Now two weeks after the first reviews of the 2019 Lexus ES hit the Internet, let’s look at some more driving impressions of the new sedan.
Pat Devereux of Top Gear could not have been more effusive in his review of the ES 300h:
This is a moment for you to consider what driving you really do, rather than what you would like to do, but don’t. While [Top Gear] will go to its grave defending your right to having a drift-worthy V8 that consumes tyres and petrol in equal measure, there are some of us who just want or need to get somewhere in the least stressful way possible. Often with luggage and passengers. For those people, cars like the Volvo S90 and now the new Lexus ES are not just a sensible choice, but the correct one.
The Gear Patrol review from Alex Kalogiannis is even-handed and sensible:
The legacy of the ES is secure. Within its element, it’s the best its ever been with contemporary looks and tech conveniences. The F Sport accoutrement only improves things, as long as buyers go in with the right expectations. The ride is smooth, the cabin is a comfortable place to be and it’s easy to see why Lexus loyalists have stuck with it for a few decades. This generation ES is far from a radical upgrade, but as [Chief Engineer] Sakakibara-san states, the pleasure is in the little things it consistently gets right.

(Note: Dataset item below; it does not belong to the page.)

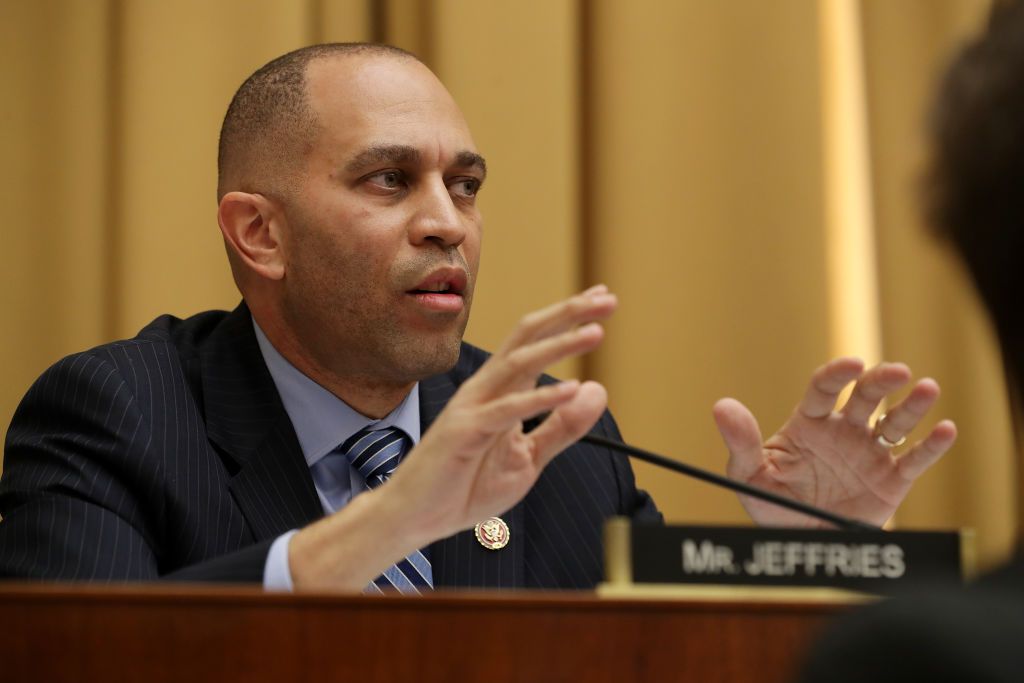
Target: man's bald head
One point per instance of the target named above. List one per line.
(269, 124)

Jake Lingeman from Autoweek has posted a very positive review of the ES, but what I wanted to highlight is his take on the Remote Touch controller:
There’s been a lot said about Lexus’ patented mouse pad/slider-joystick infotainment control, and I have a few opinions of my own. The first generation was not good. You had to look at the slider and the screen to find the right time to click. The company added little faux detents, so the cursor would sort of stick on the function you were looking for. It got better. Then it increased the screen size a few years ago to the 12.3 inches and got rid of the joystick/slider for a finger-controlled mouse pad. There was too much ground to cover. Now it’s refined again with separate screen divisions, with little tactile vibrations on the mouse pad where the screens meet so you sort of know where you are.
It wasn’t completely intuitive, but after a day in the car I was…serviceable with it. A week or so and it might be second nature. Whether it should take a week to learn how to use it is another issue. I think that’s an average amount of time; some in the office think that’s too long.